Warum die Maya ausgestorben sind

Die Maya waren eine sehr hochentwickelte Zivilissation. Ihre Bauwerke zeugen noch heute von der hohen Kultur dieses Volkes. Ein gutes Beispiel ist die Kukulkan Pyramide in Abbildung 1.


Abb. 1: Die Pyramide in Kukulkan, Mexiko

Wie konnte eine so hoch stehende Kultur auf dem Gipfel ihrer Blüte so plötzlich verschwinden ? Eine bisher lange favorisierte These ist die, daß die Maya durch die spanischen Eroberer ausgerottet wurden. Neueste Forschungen haben jedoch festgestellt, daß die wenigen hundert "Concestadores", trotz ihrer militärischen Überlegenheit durch die mitgeführten Musketen, unmöglich in der Lage gewesen sein konnten, ein ganzes Volk zu ermorden. Eine neue These geht vielmehr dahin, daß religiöser Übereifer sowie eine besondere planetarische Konstellation dazu geführt haben, daß die Maya ausstarben.

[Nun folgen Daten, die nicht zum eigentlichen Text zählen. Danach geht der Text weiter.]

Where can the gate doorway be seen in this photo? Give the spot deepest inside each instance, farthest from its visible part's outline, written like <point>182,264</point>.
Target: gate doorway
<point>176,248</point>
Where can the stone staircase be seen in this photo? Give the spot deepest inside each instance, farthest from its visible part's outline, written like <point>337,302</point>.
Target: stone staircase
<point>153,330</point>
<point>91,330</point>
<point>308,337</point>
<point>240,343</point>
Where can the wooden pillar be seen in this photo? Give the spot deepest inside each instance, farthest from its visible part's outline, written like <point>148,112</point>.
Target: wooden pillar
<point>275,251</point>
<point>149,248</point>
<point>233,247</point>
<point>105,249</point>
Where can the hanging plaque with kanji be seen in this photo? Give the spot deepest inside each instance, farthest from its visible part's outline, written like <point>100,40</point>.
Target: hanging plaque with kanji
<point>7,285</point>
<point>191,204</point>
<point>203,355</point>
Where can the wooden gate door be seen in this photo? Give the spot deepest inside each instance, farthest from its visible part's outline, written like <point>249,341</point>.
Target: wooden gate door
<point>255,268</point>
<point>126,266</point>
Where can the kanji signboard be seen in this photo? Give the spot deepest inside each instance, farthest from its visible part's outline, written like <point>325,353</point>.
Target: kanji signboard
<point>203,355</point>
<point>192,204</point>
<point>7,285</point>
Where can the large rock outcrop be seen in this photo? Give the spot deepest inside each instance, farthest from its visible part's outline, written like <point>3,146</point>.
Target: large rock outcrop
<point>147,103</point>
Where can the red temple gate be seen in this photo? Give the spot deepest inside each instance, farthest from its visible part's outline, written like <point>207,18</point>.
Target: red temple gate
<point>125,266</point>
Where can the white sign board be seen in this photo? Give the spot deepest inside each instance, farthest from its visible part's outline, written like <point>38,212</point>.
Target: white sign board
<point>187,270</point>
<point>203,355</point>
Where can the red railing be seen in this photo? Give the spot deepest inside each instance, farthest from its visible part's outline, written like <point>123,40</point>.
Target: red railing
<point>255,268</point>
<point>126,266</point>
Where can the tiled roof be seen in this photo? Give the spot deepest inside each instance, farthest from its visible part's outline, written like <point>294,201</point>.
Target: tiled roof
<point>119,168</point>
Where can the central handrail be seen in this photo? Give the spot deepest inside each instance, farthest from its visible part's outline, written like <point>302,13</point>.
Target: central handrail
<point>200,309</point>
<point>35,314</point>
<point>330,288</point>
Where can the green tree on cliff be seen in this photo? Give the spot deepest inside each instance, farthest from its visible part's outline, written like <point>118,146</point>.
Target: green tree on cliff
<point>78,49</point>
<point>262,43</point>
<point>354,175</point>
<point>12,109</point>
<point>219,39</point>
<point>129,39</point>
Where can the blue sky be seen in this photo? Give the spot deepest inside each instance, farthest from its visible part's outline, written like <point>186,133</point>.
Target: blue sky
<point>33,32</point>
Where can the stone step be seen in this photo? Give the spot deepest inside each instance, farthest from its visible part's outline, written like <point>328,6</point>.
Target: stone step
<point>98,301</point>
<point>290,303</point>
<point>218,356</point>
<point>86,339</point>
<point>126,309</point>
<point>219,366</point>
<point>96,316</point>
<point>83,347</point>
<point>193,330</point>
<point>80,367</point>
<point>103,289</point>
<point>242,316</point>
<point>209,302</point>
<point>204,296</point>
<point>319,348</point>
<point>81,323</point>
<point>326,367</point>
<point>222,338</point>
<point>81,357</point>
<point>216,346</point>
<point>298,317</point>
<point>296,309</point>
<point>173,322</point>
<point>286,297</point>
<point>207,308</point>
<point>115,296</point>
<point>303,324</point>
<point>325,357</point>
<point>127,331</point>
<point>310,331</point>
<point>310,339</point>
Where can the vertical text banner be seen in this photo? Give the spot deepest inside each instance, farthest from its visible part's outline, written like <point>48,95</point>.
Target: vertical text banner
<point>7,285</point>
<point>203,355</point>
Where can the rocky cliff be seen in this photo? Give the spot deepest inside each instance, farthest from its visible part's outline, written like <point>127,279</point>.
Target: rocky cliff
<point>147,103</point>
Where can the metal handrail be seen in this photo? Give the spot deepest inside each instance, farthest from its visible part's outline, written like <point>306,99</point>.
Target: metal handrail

Die Maya übten einen Sonnenkult aus, bei dem sie auf der Spitze der sehr steilen Tempelpyramiden der Sonne Blutopfer darbrachten. Die Zeit, als die Maya verschwanden, ist durch eine Serie von Sonnenfinsternissen im Südamerikanischen Raum gekennzeichnet. Es ist anzunehmen, daß sich die Maya in dieser Zeit häufiger als zuvor auf den Tempelpyramiden versammelten, um die lebenswichtige Sonne, die sich so häufig verdunkelte, mit vermehrten Blutopfern zu beschwichtigen.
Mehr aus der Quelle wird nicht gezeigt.